RECENTLY, King Abdullah II of Jordan talked about the importance of breaking the peace process deadlock between Palestine and Israel to reach a fair and permanent peace settlement based on the two countries’ solution during his meeting with the president of Panama.
“This settlement leads to establishment of an independent Palestinian State and its capital in East Jerusalem,” he added.
Undoubtedly, the Jordanian king is concerned with the Palestinian case exactly like its people; because Jordan has been bearing repercussions of the case in the last 70 years and it continues to pay the price till date.
Therefore, his talk about the importance of reaching settlement between the two countries and his rational stance are based on the political reality. This should become the Arab’s approach and they should stop holding on to illusionary slogans which have intensified the suffering of Palestinians and Arabs.

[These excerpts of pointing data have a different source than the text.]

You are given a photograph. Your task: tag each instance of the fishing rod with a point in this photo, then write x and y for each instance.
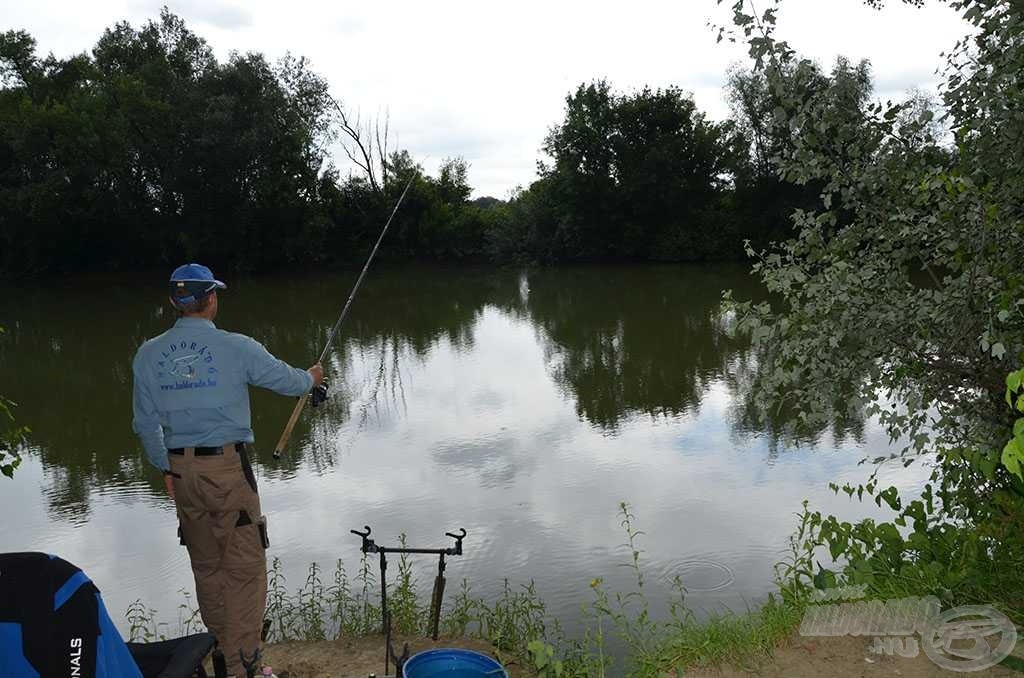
(301, 404)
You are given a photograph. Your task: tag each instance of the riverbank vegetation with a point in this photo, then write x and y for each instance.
(899, 293)
(148, 151)
(902, 298)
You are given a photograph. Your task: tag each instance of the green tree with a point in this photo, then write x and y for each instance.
(901, 294)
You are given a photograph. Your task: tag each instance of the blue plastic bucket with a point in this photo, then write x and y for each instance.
(453, 664)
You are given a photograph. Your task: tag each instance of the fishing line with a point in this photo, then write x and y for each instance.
(287, 433)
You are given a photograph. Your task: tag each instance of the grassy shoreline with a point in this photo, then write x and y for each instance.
(342, 609)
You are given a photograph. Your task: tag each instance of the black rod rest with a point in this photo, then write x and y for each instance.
(370, 546)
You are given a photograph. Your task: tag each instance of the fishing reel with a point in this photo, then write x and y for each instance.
(317, 395)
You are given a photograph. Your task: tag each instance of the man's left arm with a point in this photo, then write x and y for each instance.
(145, 421)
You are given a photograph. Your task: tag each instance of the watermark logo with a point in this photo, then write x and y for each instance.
(960, 639)
(964, 639)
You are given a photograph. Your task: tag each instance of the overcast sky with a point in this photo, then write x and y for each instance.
(486, 80)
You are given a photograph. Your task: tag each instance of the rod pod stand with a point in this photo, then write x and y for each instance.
(370, 546)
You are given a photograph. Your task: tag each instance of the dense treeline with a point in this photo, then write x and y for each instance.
(148, 151)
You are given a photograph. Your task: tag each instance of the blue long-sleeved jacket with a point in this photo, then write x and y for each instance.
(192, 387)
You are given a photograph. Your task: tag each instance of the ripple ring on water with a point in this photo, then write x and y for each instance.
(728, 577)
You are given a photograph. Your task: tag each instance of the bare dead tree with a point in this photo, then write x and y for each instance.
(368, 145)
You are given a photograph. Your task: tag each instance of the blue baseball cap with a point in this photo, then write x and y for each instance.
(192, 283)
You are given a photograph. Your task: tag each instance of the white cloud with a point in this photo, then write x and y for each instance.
(485, 80)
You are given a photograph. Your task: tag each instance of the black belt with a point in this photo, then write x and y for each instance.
(207, 452)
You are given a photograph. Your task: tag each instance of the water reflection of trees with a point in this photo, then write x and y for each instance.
(637, 341)
(620, 342)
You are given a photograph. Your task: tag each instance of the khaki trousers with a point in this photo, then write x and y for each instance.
(225, 534)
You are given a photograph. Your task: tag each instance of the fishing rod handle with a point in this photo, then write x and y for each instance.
(287, 433)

Majority of rational Arab leaders have realized that this position will disappoint those trading in the issue, and in this case, they are many. Hence, this position will be a dais for criticism of those leaders, as reaching permanent settlement simply means the end of investment in Palestinians’ blood.
This is because groups like ‘Hamas’, ‘Hezbollah’, ‘Sa’ka’, ‘General Commands’, ‘Abu Nidal’ and others will no longer exist with those who are funding them in order to carry out their programs under the pretext of ‘liberating Palestine’.
These programs led to the killings of Palestinians and Arabs in general by bullets manufactured in Israel and explosives from ‘Mossad’ warehouses.
The permanent settlement of this crisis will eliminate motives which Iran uses to instigate proxy wars; as it happened in Iraq, Syria and Yemen by claiming that “the road to Jerusalem goes through Riyadh, Manama, Kuwait and Abu Dhabi.” Then, the Houthi group comes out saying, “We will liberate Palestine after liberating Saudi Arabia.”
Also, Al-Jazeera news channel and other hired media for the Muslim Brotherhood Group will not get any ammunition to accuse others of normalizing relations with Israel. The streets in Doha are saturated with Israelis while Israeli politicians are appearing in television channels.
This is happening at a time stories are being fabricated about the visits of officials of Saudi Arabia or that of other Gulf countries to Tel Aviv. In fact, Saudi Arabia’s Crown Prince Muhammad bin Salman has been accused of secretly visiting the occupied Palestine.
Indeed, the peace process deadlock must be broken. However, this will not happen unless a unified Arab opinion replaces contradicting opinions among Arabs in terms of addressing the world. This signifies fragility.
At this point, Arabs must review resolutions made during their summits, starting from the 1946 Inshas (Egypt) Summit, to determine what they have achieved from such events.
After the Palestinian exodus in 1948, the Egyptian revolution came on the ‘horse’ to liberate Palestine, followed by the Six-Day War, and then the death of Abdul-Nasser after exhausting the Palestinian issue following a series of defeats caused by the stances he took which subsequently enhanced the position of Israel.
The misery of refugees transformed into an Arab nightmare, especially for Jordan, when the Palestinian organization turned its rifles in 1970 to seize power in Jordan and regard it as their alternative country.
Since that part of history, several incidents and internal conflicts happened between Arabs; while Israel was calmly expanding, up to the extent that only tiny pieces of land remained from the 1948 Palestine.
Before reaching this condition, many opportunities were presented by the pragmatism politics of Saddat when he visited Tel Aviv, but the Arabs did not realize its importance until many years later.
Today, there is a national authority on a piece of Palestinian land, although this authority does not have the support which qualifies it to move towards peace until the establishment of an independent State of Palestine with its capital in East Jerusalem.
This cannot be achieved as long as someone is trading in the Palestinian case and making those fascinated by them believe that the road to Jerusalem passes through all the Arab capitals.